Answer:
The answer is (C) (-2,0).
Explanation:
To determine which coordinate is not 5 units away from the point (1, 4), we need to calculate the distance between (1, 4) and each of the given points using the distance formula:
d = sqrt((x2 - x1)^2 + (y2 - y1)^2)
where (x1, y1) is the point (1, 4) and (x2, y2) is the coordinate we are testing.
Starting with option A, which is (4, 0):
d = sqrt((4 - 1)^2 + (0 - 4)^2) = sqrt(9 + 16) = 5
Option A is 5 units away from (1, 4), so it could be the correct answer.
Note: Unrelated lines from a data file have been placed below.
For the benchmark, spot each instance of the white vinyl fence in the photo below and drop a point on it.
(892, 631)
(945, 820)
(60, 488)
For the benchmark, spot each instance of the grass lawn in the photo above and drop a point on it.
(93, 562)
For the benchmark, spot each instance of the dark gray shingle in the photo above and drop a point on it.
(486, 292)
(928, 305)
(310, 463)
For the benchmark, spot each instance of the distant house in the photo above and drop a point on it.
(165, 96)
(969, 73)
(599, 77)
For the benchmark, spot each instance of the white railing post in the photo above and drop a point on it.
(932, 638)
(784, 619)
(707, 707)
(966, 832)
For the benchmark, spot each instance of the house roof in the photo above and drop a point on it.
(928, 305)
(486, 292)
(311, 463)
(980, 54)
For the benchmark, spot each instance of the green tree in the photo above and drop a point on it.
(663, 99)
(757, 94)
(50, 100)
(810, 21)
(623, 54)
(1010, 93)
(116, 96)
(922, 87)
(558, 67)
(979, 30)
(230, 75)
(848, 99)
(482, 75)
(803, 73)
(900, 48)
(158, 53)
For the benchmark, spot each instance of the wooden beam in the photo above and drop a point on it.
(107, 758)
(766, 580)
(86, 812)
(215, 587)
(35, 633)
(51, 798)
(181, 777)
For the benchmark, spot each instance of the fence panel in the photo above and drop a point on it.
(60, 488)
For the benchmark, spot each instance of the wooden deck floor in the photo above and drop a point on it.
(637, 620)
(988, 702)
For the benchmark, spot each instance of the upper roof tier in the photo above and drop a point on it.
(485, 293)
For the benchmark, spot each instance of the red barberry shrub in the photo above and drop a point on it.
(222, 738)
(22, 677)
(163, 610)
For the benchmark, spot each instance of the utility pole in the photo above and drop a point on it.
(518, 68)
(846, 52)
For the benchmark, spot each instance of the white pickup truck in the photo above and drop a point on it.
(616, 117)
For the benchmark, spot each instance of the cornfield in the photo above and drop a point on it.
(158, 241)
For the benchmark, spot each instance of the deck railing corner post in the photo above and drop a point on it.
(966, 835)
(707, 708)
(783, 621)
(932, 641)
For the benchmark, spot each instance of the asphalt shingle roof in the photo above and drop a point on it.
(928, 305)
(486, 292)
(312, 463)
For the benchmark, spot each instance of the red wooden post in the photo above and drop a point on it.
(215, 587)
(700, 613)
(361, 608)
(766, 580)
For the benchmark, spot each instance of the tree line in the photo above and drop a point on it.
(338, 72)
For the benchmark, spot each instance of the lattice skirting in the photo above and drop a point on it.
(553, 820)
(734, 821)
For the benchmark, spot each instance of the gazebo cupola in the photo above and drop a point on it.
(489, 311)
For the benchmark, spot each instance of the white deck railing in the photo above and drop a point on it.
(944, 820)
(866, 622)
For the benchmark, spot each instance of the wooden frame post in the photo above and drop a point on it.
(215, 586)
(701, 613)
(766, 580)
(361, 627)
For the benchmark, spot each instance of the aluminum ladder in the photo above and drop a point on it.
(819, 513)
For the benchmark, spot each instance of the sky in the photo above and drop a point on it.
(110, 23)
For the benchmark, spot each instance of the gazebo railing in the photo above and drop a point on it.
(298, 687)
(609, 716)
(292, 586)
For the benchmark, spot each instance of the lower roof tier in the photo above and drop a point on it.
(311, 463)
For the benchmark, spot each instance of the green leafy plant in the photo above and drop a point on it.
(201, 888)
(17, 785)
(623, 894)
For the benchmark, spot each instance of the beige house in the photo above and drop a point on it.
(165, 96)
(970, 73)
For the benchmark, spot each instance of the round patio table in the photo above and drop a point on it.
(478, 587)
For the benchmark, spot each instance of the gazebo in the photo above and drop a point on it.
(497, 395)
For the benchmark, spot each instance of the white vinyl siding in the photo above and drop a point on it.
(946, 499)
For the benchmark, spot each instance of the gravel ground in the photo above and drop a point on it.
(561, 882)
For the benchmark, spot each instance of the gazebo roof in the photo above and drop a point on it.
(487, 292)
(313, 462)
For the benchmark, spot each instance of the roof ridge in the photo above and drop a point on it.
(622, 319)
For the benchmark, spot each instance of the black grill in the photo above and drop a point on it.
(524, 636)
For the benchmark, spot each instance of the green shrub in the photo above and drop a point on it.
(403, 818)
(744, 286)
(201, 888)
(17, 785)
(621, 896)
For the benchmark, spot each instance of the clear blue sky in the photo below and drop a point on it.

Moving on to option B, which is (-4, 0):
d = sqrt((-4 - 1)^2 + (0 - 4)^2) = sqrt(25 + 16) = sqrt(41)
Option B is not 5 units away from (1, 4), so it could be the correct answer.
Moving on to option C, which is (-2, 0):
d = sqrt((-2 - 1)^2 + (0 - 4)^2) = sqrt(9 + 16) = 5
Option C is 5 units away from (1, 4), so it is not the correct answer.
Finally,option D is (1, 9):
d = sqrt((1 - 1)^2 + (9 - 4)^2) = sqrt(25) = 5
Option D is 5 units away from (1, 4), so it is not the correct answer.
Therefore, the coordinate that is not 5 units away from (1, 4) is option C, which is (-2, 0). The answer is (C) (-2,0).